Later life lending goes beyond equity release, encompassing a wide variety of options such as Retirement Interest Only, standard interest-only, capital and interest repayment, and term-based mortgages – all designed to reflect the changing financial needs of over-50s. As more borrowers become aware of the breadth of choice available to them, it stands to reason that equity release may represent a smaller proportion of overall later life borrowing. At LiveMore, we provide a comprehensive suite of later life mortgage products – including equity release – empowering older customers to make fully informed decisions with confidence and clarity.”
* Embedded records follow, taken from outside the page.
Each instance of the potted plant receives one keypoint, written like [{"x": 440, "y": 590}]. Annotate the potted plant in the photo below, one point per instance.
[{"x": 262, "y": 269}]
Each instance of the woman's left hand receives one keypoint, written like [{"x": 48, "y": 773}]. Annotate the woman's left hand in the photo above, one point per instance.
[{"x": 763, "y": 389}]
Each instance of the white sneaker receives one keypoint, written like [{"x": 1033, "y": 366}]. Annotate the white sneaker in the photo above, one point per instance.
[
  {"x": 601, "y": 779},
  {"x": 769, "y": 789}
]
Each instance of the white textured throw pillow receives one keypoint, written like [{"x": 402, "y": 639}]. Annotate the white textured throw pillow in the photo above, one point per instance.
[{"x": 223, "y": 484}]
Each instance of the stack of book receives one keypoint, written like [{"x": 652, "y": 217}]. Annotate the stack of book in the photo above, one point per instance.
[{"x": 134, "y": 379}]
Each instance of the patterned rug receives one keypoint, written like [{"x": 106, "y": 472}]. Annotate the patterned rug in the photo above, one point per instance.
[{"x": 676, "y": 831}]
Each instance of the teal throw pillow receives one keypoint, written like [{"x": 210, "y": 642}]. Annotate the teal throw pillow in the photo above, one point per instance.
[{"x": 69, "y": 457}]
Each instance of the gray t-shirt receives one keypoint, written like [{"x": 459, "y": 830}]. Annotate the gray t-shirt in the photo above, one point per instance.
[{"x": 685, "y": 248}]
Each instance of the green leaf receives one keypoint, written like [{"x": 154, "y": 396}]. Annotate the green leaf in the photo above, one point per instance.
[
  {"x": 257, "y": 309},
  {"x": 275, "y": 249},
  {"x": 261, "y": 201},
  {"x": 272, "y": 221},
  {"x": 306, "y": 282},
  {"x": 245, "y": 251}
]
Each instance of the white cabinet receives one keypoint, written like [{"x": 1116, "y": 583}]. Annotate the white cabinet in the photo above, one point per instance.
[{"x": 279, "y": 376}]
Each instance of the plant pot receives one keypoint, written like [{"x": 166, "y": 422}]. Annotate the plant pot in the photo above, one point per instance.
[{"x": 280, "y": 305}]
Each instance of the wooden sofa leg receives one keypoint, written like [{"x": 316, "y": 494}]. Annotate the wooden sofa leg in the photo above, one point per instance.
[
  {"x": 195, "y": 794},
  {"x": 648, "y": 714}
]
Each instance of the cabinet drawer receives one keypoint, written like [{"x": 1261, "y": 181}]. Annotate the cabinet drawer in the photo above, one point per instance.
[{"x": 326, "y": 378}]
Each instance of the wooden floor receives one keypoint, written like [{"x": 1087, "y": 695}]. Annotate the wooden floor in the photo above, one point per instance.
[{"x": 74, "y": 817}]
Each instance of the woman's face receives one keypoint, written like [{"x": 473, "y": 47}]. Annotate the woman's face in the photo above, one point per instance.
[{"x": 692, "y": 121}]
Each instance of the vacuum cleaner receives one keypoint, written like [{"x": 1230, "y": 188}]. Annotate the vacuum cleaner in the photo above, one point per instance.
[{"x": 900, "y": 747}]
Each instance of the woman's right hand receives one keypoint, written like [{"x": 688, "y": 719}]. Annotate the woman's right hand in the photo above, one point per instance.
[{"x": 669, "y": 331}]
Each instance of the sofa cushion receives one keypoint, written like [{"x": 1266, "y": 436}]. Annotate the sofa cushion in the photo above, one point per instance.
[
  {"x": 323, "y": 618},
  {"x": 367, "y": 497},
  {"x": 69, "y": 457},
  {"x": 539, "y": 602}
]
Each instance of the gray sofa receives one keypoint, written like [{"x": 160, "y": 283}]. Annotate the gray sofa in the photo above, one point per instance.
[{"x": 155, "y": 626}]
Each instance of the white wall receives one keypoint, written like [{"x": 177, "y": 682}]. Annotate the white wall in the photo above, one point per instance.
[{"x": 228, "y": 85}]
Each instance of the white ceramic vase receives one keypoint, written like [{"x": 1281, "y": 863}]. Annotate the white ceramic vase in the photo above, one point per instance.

Richard Pike, chief sales and marketing officer at Phoebus: “While equity release lending dipped slightly quarter-on-quarter in Q2 2025, the year-on-year growth points to continued confidence in this segment of the market. The increase in average loan amounts and the growing popularity of flexible products like drawdown reflect how equity release is evolving to meet more complex customer needs.
As the data shows, economic conditions and policy changes – including stamp duty reforms and seasonal factors – are having an impact on borrowing patterns across the board, not just in the later life market.
In a more challenging lending environment, reducing operational costs and increasing efficiency through automation is more important than ever. At Phoebus, our technology is designed to support complex lending scenarios while driving down the cost to serve – giving lenders the agility to adapt to market trends and continue offering the flexibility today’s borrowers expect.”